Recomendação prática: Ao participar de licitação, verifique seu faturamento acumulado com a Administração Pública no exercício. Se estiver próximo do teto, planeje o uso do benefício para contratos de maior valor. Editais que excluam o benefício sem fundamentação podem ser impugnados.
Perguntas frequentes
O que fazer se o edital não mencionar o prazo de regularização para ME/EPP?
Mesmo que o edital seja omisso, o direito à regularização existe por força da LC 123/2006. Nesse caso, a empresa deve impugnar o edital antes da abertura das propostas, solicitando a inclusão expressa do benefício. Se a comissão recusar, a empresa pode participar e, ao ser declarada vencedora, requerer o prazo com base na lei.

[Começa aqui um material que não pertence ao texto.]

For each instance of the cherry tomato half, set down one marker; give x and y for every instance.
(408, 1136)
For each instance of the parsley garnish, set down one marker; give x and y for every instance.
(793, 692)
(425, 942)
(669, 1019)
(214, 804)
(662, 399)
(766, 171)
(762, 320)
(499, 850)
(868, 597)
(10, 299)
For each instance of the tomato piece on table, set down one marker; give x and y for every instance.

O prazo de 5 dias é contado em dias corridos ou úteis?
O prazo é contado em dias úteis, conforme a Lei 14.133/2021 (art. 183). A contagem exclui o dia do início e inclui o do vencimento. Feriados e finais de semana não contam. Por exemplo, se a empresa for declarada vencedora em uma segunda-feira, o prazo vence na segunda-feira da semana seguinte, salvo se houver feriado no meio.
A empresa pode solicitar prazo maior que a prorrogação de 5 dias?
A Lei não prevê prazo superior a 5 + 5 dias úteis. Qualquer prorrogação adicional depende de justificativa excepcional e, em geral, não é concedida. O ideal é planejar a regularização desde o momento da participação, antes de ser declarada vencedora.
A regularização fiscal inclui certidão de débitos trabalhistas?
Sim. A regularização abrange todas as certidões de regularidade fiscal, trabalhista e social exigidas na habilitação: Receita Federal, FGTS, INSS e Justiça do Trabalho. A empresa precisa estar em dia com todas essas obrigações para contratar.
A ME/EPP desclassificada por falta de regularização pode recorrer?
Sim. A inabilitação é ato sujeito a recurso administrativo. A empresa pode, no prazo do edital, apresentar recurso contra a decisão da comissão, demonstrando que efetuou a regularização dentro do prazo ou que houve erro na contagem. Se o recurso for negado, cabe mandado de segurança.